THE VINDICATOR, YOUNGSTOWN
The mandatory overtime issue hasn't gone away, the president of the nurses union says.
By PETER H. MILLIKEN
VINDICATOR STAFF WRITER
YOUNGSTOWN -- Even though the two sides in the Forum Health strike aren't negotiating, the war of words continues in the 70-day-old nurses strike.
"Now that patient care issues, including mandatory overtime, have been substantially addressed at the bargaining table, the impasse is focused primarily on economics," Forum Health said in a Monday news release.
However, Bonnie Lambert, president of the striking Youngstown General Duty Nurses Association, said the mandatory overtime issue still isn't resolved.
Forum's proposal calls for retaining mandatory overtime for a 30-month transition period, Lambert said during a press conference Monday afternoon at the nurses strike headquarters.
"We know that there has to be some sort of a transition, but we're not going to give them the 30 months. They'll abuse it," Lambert said.
What's happened: Some 766 registered nurses have been on strike against Forum Health Northside Medical Center, Tod Children's Hospital and Beeghly Medical Park since May 1. Lambert said she hopes a federal mediator will call both sides back to the bargaining table this week.
In a news release issued by Evonne M. Woloshyn, senior vice president for marketing and community relations, Forum said the striking nurses seek a 15-percent increase in wages, benefits and pensions in the first year of a proposed new contract, and that Forum is offering more than a 15 percent increase over three years.
The union's request "would force Forum Health to significantly increase health-care costs for residents in this community,'' Forum said.
What union says: "The hospital is putting profits over patients and our community values in an attempt to break our union," Lambert said.
She estimated Forum has spent between $5.5 million and $9.5 million on wages alone for some 250 strike replacement nurses provided by U.S. Nursing Corp. of Denver, not including housing, food, transportation and security costs.
If Forum Health decides to close Northside and Tod because of the strike, as Mayor George McKelvey has suggested it might, such a closing would be the result of poor management, Lambert said.
"They had every opportunity to settle this strike before we walked out the door.
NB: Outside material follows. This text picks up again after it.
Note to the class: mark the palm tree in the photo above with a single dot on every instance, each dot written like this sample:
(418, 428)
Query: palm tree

They could have spent far less money in giving us the no-mandatory overtime and the economic package that we had on the table," Lambert said.
McKelvey has suggested having U.S. Rep. James A. Traficant Jr. of Poland, D-17th, mediate the dispute, but Lambert said she doesn't believe third-party intervention is necessary.
If the union doesn't return to the bargaining table this week with a revised economic proposal, "Forum Health will welcome a third-party intervention on economic issues," Forum's news release said. It doesn't mention the name of Traficant or any other potential mediator.